I will admit it up front, plastic free street food is still a little way off at the moment. While a superficially plastic free service is already possible, I don’t believe we can totally do away with the over-used molecule chain just yet. Up until recently no one really gave a monkeys but this year, thanks to David Attenborough the tide is suddenly turning. We now have the chance to make a sale by going green, as well as that warm, fuzzy, saving-the-planet feeling that is just for you.
Plastic Free Service
The moment you give food to your customer is undoubtedly the place to start. From a cynical point of view this is where your audience will actually notice and appreciate, and this is what eco-conscious festivals and events will ask you about. This is because the general public, as a whole, are terrible at recycling. Sure, you can provide 4 separate bins for glass, metal, cardboard and non-recyclable stuff, but the moment one of those bins is full that rubbish will get shovelled in wherever it fits.
Provide packaging that will compost; that suddenly solves the problem. Win.
It’s worth reducing the packaging to a bare minimum first. If you’re serving something that isn’t eaten with a knife and fork, you will need to include a napkin. So serve your meat-in-a-bun directly in that napkin if you possibly can – boom – compostable packaging. If you have several elements to a dish, don’t put them all in their own pot. If you are serving hot drinks, don’t put a sippy-lid on it unless the customer asks for one. They manage to drink out of a grown-up cup all the rest of the week, I’m sure they will figure it out today.

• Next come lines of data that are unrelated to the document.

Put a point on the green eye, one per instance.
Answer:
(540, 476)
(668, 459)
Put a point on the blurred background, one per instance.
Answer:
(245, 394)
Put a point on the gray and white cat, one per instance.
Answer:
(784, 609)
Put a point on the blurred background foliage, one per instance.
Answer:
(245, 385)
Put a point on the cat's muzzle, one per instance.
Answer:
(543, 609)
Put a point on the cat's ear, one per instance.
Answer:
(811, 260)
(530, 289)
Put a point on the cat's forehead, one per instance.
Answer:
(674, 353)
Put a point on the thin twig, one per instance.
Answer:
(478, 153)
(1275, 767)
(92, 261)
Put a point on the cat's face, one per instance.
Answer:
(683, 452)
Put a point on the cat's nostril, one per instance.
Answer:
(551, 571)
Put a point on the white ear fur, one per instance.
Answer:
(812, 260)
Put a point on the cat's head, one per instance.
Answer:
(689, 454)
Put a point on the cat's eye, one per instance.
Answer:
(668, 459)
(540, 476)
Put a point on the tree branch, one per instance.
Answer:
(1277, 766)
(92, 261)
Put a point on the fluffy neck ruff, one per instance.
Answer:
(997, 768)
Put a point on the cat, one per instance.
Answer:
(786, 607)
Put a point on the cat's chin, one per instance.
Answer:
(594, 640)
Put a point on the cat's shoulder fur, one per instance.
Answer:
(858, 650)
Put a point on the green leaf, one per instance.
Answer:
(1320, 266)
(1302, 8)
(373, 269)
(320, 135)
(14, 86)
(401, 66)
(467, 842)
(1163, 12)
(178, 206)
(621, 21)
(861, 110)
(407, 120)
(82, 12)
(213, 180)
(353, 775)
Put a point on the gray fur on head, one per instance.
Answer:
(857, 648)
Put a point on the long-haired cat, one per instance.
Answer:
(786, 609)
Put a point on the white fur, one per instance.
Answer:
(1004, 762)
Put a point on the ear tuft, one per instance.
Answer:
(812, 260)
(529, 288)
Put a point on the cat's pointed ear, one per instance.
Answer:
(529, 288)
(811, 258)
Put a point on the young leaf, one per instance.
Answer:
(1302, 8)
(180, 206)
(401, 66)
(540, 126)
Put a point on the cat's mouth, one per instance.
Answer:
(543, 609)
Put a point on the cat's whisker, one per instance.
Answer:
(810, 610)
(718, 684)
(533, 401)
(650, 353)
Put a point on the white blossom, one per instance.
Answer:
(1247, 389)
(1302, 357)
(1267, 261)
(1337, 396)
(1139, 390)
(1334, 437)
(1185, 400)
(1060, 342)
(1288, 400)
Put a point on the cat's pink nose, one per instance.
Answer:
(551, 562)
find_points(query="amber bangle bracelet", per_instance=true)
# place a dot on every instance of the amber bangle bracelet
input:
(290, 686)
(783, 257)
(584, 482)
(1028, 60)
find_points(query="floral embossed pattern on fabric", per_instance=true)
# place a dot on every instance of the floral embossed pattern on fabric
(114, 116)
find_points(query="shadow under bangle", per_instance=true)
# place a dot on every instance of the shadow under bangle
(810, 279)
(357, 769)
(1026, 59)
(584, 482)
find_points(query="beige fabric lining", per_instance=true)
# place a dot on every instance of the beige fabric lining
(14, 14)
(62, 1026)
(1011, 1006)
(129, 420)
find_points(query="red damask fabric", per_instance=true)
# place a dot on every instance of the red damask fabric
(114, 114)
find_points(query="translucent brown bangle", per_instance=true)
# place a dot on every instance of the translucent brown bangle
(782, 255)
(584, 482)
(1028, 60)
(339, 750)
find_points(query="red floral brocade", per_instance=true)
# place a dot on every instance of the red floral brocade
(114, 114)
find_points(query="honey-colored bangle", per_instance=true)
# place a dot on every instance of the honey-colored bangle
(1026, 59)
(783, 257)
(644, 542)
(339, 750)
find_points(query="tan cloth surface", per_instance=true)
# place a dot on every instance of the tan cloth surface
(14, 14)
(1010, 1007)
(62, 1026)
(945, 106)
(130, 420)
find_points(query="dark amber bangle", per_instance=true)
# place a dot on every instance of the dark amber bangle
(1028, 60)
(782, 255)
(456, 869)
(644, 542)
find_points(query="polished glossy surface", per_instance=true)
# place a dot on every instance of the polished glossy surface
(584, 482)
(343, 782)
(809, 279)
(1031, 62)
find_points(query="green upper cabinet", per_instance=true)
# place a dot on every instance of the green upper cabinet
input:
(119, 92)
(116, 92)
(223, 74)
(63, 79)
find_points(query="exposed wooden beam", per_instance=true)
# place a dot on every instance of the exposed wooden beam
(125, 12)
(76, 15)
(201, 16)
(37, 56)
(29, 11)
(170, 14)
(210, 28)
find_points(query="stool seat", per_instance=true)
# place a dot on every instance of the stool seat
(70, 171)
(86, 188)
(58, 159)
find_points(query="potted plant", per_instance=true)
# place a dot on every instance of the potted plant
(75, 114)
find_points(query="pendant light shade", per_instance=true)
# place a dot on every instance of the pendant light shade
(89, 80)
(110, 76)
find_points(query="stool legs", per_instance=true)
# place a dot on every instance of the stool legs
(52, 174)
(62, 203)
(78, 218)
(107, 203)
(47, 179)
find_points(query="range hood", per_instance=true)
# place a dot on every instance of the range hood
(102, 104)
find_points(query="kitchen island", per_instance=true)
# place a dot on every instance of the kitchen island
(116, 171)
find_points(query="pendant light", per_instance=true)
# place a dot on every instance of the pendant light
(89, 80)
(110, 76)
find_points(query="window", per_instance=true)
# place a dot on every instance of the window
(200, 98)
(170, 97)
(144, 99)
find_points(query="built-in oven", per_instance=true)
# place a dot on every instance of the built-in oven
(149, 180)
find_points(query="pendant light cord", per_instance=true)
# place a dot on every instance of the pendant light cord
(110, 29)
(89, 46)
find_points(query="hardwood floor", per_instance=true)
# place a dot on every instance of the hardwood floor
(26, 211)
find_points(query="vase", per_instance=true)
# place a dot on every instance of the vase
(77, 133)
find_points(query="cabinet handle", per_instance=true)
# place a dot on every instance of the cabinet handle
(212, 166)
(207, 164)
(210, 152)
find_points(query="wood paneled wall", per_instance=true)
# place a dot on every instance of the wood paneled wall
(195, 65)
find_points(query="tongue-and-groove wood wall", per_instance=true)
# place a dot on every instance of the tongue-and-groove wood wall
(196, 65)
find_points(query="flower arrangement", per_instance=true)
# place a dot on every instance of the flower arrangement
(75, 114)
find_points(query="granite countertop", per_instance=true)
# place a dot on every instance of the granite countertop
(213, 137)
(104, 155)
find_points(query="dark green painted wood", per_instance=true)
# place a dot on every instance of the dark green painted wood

Saves you money, saves the planet. It all adds up if everyone does it.
The ideal scenario is one that involves no packaging at all, so we have started offering £1 tea and coffee if you bring your own cup (down from £1.50 normally). At a folk festival where everyone brings a thermos this can get you a whole weekend of tea sales.
Plastic Free Prep
This is not so easy, and there is much less incentive to get on board with it, because effort. All our food, even the amazing artisan cheese and bread, comes wrapped in disposable plastic. We recycle this plastic if we can (the plastic bags on the bread, for example), but a lot of this still ends in the bin.
We’re working on it though. It’s easy to get high and mighty about recycling credentials and take a swipe at those doing less, but that isn’t going to help. So I propose that we all try and do our bit, cutting down packaging wherever we can. At Jabberwocky HQ we try and buy bigger packages if we can, because the net packaging is less. We have roughly halved the amount of disposable gloves we use during prep and service over the last 2 years by just trying to be more aware of them. We recycle when organisers provide facilities to do so. Some folks probably do much more. You guys deserve an appreciate nod and a thumbs up. Have another look at the Dales picture if you really want to treat yourselves.
Eco Packaging
Biodegradable packaging is, I think, the next best thing after no packaging at all, so once you’ve pruned any unnecessary extra receptacles it’s time to make whatever you have left a touch more eco-friendly. Even our local expanded-polystyrene-loving wholesaler has a fair bit of biodegradable packaging these days, albeit next to all the ever-lasting orange muck, but the option is there and the market will be driven by the consumer.
We still have a lot of old stock to get through (see buying in bulk, above) but we are planning on going full compostable service by the end of the year, which is about time, as even this lame excuse of a current government is starting to throw legislation about. Thankfully we never offered straws in the first place, although that was always more because we’d expect to keep accidentally upending the packet all over the van during transit than for any especially ecologically sound reasons. So yey, bring on the straw ban.
If we all make the convenient small changes, then that’s already a huge difference, so let’s do that. Otherwise I’m sending Attenborough after you, and he will be disappointed.